マンション前の表札で一呼吸し約3分程お願いをしてからインターフォンを鳴らす。「ピンポーン」ドア越しに聞こえる。良かった壊れてない。後は居てくれるのを願うのみ。


インターフォンの音が3回ほど鳴った頃ようやくドアが開く音が聞こえた。
キタ、キタついにキタ緊張の一瞬。
「誰?」


現れたのは身長約180センチ近く筋肉質で少し焼けたマッチョな男。年齢は恐らく私と同じ30台前半。ルックスはまあ悪くはない。目は二重だし鼻筋も通っている。唇は厚く割りとタラコ唇。眉毛は整えられた少し下がり目。髪型はサラサラストレートでツーブロック。割りと好みの顔だけど彼ではない。ていうか私のほうこそあんた誰?「あのう…」恐る恐る聞いてみる。

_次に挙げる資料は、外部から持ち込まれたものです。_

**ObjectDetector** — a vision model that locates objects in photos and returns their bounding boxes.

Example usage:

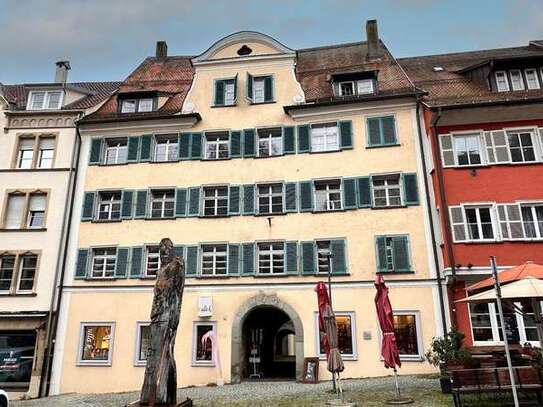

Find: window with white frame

[205,132,230,160]
[371,174,402,208]
[257,242,285,275]
[192,322,217,366]
[521,204,543,239]
[257,127,283,157]
[154,134,179,162]
[151,189,175,219]
[27,90,62,110]
[311,123,339,152]
[98,191,121,220]
[105,138,128,165]
[78,322,115,365]
[91,247,117,278]
[257,184,283,214]
[203,186,228,216]
[315,179,341,211]
[201,244,228,276]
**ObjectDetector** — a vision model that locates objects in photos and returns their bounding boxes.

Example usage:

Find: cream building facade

[51,22,443,394]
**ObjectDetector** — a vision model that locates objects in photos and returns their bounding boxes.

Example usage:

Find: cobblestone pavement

[13,376,439,407]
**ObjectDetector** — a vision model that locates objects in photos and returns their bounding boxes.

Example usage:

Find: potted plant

[425,329,473,393]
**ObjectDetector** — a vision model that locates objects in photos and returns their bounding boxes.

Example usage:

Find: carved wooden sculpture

[140,238,185,406]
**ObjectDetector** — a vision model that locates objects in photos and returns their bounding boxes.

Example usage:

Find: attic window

[238,45,253,56]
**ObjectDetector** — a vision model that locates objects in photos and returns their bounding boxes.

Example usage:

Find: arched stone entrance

[230,293,304,383]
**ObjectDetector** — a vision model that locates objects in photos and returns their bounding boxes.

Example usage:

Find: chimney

[156,41,168,60]
[366,20,383,59]
[55,61,72,83]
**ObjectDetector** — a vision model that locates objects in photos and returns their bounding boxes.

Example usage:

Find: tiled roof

[398,41,543,106]
[2,82,121,110]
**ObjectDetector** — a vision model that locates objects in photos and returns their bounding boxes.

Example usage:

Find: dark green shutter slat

[126,136,140,163]
[298,124,311,153]
[189,187,200,216]
[339,120,353,149]
[300,242,316,275]
[177,133,191,160]
[402,173,419,205]
[175,188,187,218]
[330,240,347,274]
[285,182,298,212]
[243,129,255,157]
[283,126,296,154]
[241,243,255,276]
[89,138,103,165]
[134,189,147,218]
[356,177,372,208]
[130,247,144,278]
[115,247,129,278]
[299,181,313,212]
[285,242,298,275]
[228,185,241,215]
[190,133,202,160]
[343,178,358,209]
[243,184,255,215]
[74,249,89,280]
[121,190,134,219]
[81,192,96,220]
[185,246,198,277]
[228,244,239,276]
[230,131,241,158]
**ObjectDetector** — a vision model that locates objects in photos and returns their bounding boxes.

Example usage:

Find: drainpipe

[417,99,447,335]
[39,124,81,397]
[431,108,457,328]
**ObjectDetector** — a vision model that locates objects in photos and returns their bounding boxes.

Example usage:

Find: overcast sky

[0,0,543,84]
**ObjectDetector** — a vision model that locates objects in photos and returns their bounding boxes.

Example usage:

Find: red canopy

[375,274,402,369]
[315,281,330,357]
[468,261,543,291]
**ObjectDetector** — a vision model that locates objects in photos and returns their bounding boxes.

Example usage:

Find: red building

[399,41,543,346]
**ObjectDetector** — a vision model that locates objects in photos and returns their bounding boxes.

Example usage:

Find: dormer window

[26,90,62,110]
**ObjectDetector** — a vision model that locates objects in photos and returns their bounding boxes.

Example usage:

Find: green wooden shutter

[121,189,134,219]
[298,124,311,153]
[228,185,241,215]
[402,173,419,205]
[285,182,298,212]
[175,188,187,218]
[343,178,357,209]
[339,120,353,149]
[356,177,373,208]
[213,80,224,106]
[134,189,147,219]
[285,242,298,275]
[89,138,104,165]
[115,247,129,278]
[126,136,140,163]
[330,240,347,274]
[228,244,239,276]
[188,187,200,216]
[130,246,145,278]
[185,246,198,277]
[81,192,96,221]
[177,133,191,160]
[299,181,313,212]
[392,236,411,273]
[264,76,273,102]
[243,129,255,157]
[283,126,296,154]
[241,243,255,276]
[300,242,317,275]
[230,130,241,158]
[74,249,90,280]
[243,184,255,215]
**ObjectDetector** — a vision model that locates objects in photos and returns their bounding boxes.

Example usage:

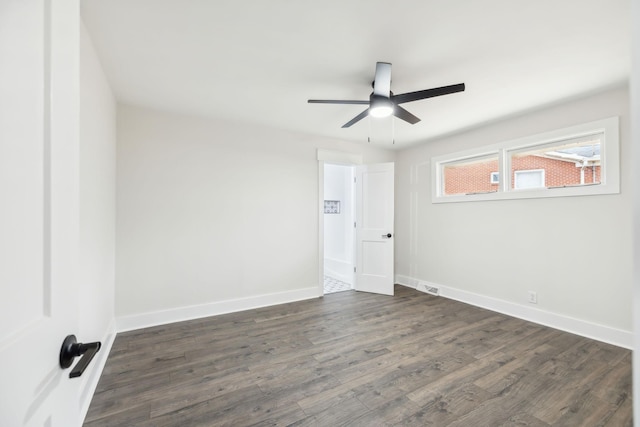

「ここは保阪さんの家だと思うんですが…」彼はマジマジと私を見つめ「俺は山本だけど…」驚いた表情と語尾を荒げながらこう言った。まずい怒っている。そしてどうやら他人の家だ。切れられたら困るので背一杯の申し訳なさそうな顔と低姿勢で聞いてみた。



「半年くらい前になるんですが、ここに保阪さんという男性が住んでいて、あのう…私用事があって訪ねたんです」
イケメンの彼の表情は驚いたままだった。一体何を考えているのだろう?怒らせない対策を練る事が出来ず困る。